LabVIEW

cancel
Showing results for 
Search instead for 
Did you mean: 

Defrag TDMS File With Progress

Have you ever had a very large TDMS file that comes with a very large index file?  Have you ever been told to defrag it so it is smaller and easier to work with?  How long did it take to defrag your file?  The current implementation of the TDMS Defrag is a black box with no indication that anything is happening.  You simply have to wait a very long time and hope it finishes.

 

What I've developed is some code that gives a progress on a TDMS defrag, and allows to cancel mid way through.  If you cancel, the part of the file that has been defragged will be kept.  Meaning if half the file was defragged then if you defrag the file again that first half will have been taken care of.

 

It does this by breaking the TDMS file up into chunks.  By default it will make 10 separate files from the one file.  It then will defrag the first file.  Then combine it with the next file, and defrag the combined file, then it will combine that with the next file and defrag the combined file.  It does this until all files have been processed or until the user cancels.

 

The down side to this technique is the total time to defrag a file will be much longer.  Still this is a first attempt and there are other techniques that could improve it performance, like defragging each of the 10 files at once and combine them.  That is a bit more tricky.

Message 1 of 10
(4,740 Views)
The reason that TDMS files get fragmented is that to make them fast, the format doesn't worry about keeping different samples of the same channel in congruent memory.
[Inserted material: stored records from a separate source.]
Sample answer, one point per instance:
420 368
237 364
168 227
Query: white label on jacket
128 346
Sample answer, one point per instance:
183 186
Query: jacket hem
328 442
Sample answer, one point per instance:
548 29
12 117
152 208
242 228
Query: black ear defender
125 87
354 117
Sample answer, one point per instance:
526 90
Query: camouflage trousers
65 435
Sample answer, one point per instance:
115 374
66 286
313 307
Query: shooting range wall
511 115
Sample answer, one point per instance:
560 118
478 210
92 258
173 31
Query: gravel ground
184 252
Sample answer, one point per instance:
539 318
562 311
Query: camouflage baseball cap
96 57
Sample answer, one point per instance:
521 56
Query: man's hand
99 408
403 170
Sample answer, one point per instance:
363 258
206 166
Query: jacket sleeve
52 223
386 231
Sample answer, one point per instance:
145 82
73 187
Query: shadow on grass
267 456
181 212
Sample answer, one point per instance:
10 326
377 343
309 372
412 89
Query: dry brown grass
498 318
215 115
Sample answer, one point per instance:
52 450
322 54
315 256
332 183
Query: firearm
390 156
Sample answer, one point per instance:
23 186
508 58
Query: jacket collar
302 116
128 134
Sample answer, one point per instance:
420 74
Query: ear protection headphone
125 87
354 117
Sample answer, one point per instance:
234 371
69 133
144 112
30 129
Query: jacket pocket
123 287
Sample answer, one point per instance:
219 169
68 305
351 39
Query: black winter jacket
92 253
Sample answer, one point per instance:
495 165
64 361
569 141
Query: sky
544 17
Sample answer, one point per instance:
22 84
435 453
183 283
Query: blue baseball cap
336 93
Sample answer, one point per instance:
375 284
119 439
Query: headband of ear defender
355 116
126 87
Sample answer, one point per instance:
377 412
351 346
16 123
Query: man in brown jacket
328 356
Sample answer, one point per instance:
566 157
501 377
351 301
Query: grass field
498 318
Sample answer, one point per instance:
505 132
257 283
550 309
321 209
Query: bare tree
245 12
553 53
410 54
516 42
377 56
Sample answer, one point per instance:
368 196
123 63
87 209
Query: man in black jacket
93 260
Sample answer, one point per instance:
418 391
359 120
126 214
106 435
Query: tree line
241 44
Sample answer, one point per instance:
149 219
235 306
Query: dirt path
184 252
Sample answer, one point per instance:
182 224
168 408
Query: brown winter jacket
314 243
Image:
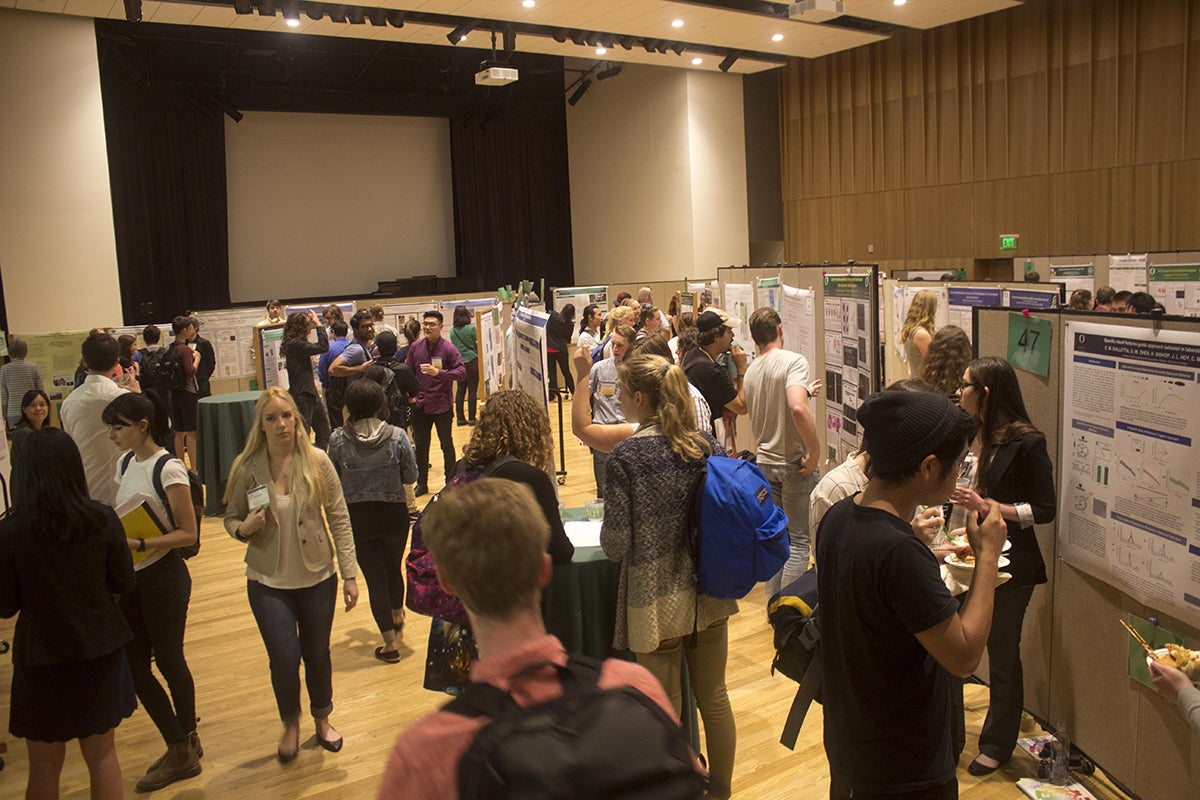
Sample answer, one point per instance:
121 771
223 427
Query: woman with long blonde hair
280 493
646 528
918 329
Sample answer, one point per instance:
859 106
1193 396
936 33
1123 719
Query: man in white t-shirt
81 415
777 390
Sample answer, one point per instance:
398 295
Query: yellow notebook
139 522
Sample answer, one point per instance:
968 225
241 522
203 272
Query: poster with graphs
1129 507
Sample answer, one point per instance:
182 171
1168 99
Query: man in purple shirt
437 365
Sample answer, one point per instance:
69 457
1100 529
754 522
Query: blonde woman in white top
281 491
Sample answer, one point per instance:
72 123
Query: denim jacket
375 459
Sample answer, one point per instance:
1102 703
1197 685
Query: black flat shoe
979 769
331 746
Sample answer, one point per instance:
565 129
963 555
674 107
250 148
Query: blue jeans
791 493
295 624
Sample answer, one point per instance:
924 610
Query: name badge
258 497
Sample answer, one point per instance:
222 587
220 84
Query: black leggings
381 533
468 390
156 611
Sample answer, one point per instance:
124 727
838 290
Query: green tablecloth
222 425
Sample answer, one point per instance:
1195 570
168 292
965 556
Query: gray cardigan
317 548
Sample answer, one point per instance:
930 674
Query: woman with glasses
1014 471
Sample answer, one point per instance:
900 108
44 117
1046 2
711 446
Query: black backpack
173 370
793 615
193 485
587 744
151 372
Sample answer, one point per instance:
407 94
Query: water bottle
1060 774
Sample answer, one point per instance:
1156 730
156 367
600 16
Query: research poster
739 305
963 300
849 360
768 294
1128 272
529 353
1177 287
491 342
1074 276
1129 507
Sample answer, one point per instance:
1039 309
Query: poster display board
1177 287
1127 272
849 360
271 368
768 294
960 302
1129 512
529 353
1074 276
739 305
490 331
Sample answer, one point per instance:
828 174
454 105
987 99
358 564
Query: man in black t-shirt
892 633
700 365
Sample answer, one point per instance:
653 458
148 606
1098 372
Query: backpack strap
804 696
160 488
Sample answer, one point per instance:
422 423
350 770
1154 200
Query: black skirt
71 701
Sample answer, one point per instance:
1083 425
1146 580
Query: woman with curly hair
298 352
646 529
513 441
948 355
918 329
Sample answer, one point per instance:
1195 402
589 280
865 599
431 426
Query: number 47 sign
1029 343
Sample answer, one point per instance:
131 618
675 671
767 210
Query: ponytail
671 407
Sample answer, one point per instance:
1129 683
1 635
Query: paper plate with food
966 561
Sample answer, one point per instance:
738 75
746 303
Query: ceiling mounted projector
816 11
493 74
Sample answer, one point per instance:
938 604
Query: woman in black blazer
63 557
1015 471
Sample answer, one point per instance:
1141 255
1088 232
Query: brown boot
181 762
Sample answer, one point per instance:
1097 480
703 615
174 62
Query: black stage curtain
167 172
166 90
513 212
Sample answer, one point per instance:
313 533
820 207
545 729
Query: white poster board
1177 287
1128 272
529 353
1128 513
849 360
491 343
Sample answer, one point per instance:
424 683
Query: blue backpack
739 535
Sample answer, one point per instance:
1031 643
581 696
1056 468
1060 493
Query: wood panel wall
1072 122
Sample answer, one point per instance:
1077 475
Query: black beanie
901 428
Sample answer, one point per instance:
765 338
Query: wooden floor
373 701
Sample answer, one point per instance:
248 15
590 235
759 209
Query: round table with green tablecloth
222 423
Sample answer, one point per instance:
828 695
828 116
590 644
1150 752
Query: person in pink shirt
489 539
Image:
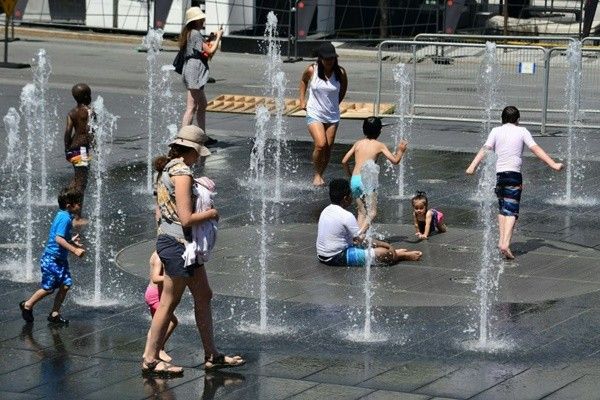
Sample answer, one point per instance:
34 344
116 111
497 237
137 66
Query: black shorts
170 251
Consequently, as samples are added to the file, any one channel's data will be spread through out the file.

Something you can try is to read each channel one at a time and write it back to a new TDMS file all at once. In the end, the new file will contain all the data in the old one, but the channels will now all be in one continuous block of memory -- effectively defragged.

Mike...

Certified Professional Instructor
Certified LabVIEW Architect
LabVIEW Champion

"... after all, He's not a tame lion..."

For help with grief and grieving.
0 Kudos
Message 2 of 10
(4,705 Views)
I know what makes files fragmented and i know techniques to avoid fragmented files. I have lots of data made by someone else that didnt know about the right way of doing it. We are talking about TDMS files that are multiple GB, and corresponding index files that are also multiple GB. Just doing a TDMS open takes several minutes. Let alone the time needed to read any data. This way i can run a batch on all these files, not needing to open or read data, and i get some feedback on progress.
0 Kudos
Message 3 of 10
(4,694 Views)
How do you break up the original file into chunks? How long does the entire process take? Man, GB files! 64-bit machine right? Any idea how big the files are after defragging?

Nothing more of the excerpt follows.